Inflation is likely to keep rising to around 10 per cent this year, before falling next year, according to the BoE.

Inflation winners

Energy-intensive industries that are located in the UK have already scaled back production, says Mark Swain, manager of the Enterprise fund at Sanlam Investments, which is likely to continue for as long as energy prices remain high.

And while businesses with pricing power will ultimately pass on rising input costs to consumers, Swain notes that not all businesses can do so, where margins will be eroded by higher input and commodity costs.

But he adds that consideration should be given to the fact that energy and materials sectors, which benefit from high energy and commodity prices, account for almost a quarter (22.95 per cent) of the MSCI UK Index, which measures the performance of the large and mid-cap segments of the UK market.

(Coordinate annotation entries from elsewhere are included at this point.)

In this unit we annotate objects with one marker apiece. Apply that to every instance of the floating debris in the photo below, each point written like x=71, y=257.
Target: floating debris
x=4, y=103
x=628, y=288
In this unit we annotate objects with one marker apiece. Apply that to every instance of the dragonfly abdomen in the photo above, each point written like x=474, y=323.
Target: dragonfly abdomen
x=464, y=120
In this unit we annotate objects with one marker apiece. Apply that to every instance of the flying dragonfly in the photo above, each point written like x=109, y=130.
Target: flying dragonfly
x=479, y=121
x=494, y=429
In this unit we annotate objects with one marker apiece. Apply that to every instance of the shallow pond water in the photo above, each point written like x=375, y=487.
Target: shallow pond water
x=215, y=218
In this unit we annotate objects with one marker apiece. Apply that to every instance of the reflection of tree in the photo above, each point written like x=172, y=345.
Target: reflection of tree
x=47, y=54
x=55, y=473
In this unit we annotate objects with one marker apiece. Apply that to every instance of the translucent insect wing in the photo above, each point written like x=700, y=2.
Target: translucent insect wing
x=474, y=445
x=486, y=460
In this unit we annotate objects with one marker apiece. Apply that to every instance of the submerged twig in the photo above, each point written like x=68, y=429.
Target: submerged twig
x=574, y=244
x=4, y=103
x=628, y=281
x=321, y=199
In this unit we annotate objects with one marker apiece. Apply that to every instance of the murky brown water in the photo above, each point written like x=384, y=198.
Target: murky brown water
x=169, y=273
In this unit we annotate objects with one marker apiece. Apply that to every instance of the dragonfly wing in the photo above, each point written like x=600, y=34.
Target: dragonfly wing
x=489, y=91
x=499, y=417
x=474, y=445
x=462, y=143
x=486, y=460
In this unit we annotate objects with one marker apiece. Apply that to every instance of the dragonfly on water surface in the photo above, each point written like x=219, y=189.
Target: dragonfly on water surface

Banks are also set to benefit from rising interest rates as the spread between mortgage and deposit rates grows, says Abrdn's Moore.

“The main risk is that inflation eventually causes demand destruction and bad debts, as consumers collapse under the weight of rising living costs,” Moore adds.

Resilient businesses with price inelasticity, or that offer non-discretionary goods and services, will be key for equity investors, says Hulse.

“We look for businesses with above-average margins and experienced management teams that generate cash with low debt levels.

"With the Gresham House UK Smaller Companies fund, we have intentionally exited cyclical or consumer discretionary names.”

Millington at Abrdn likewise says the key for UK equity investors will be deciphering, ahead of time, which companies will profit warn as the year progresses, and which companies will be able to navigate the economic environment above market expectations.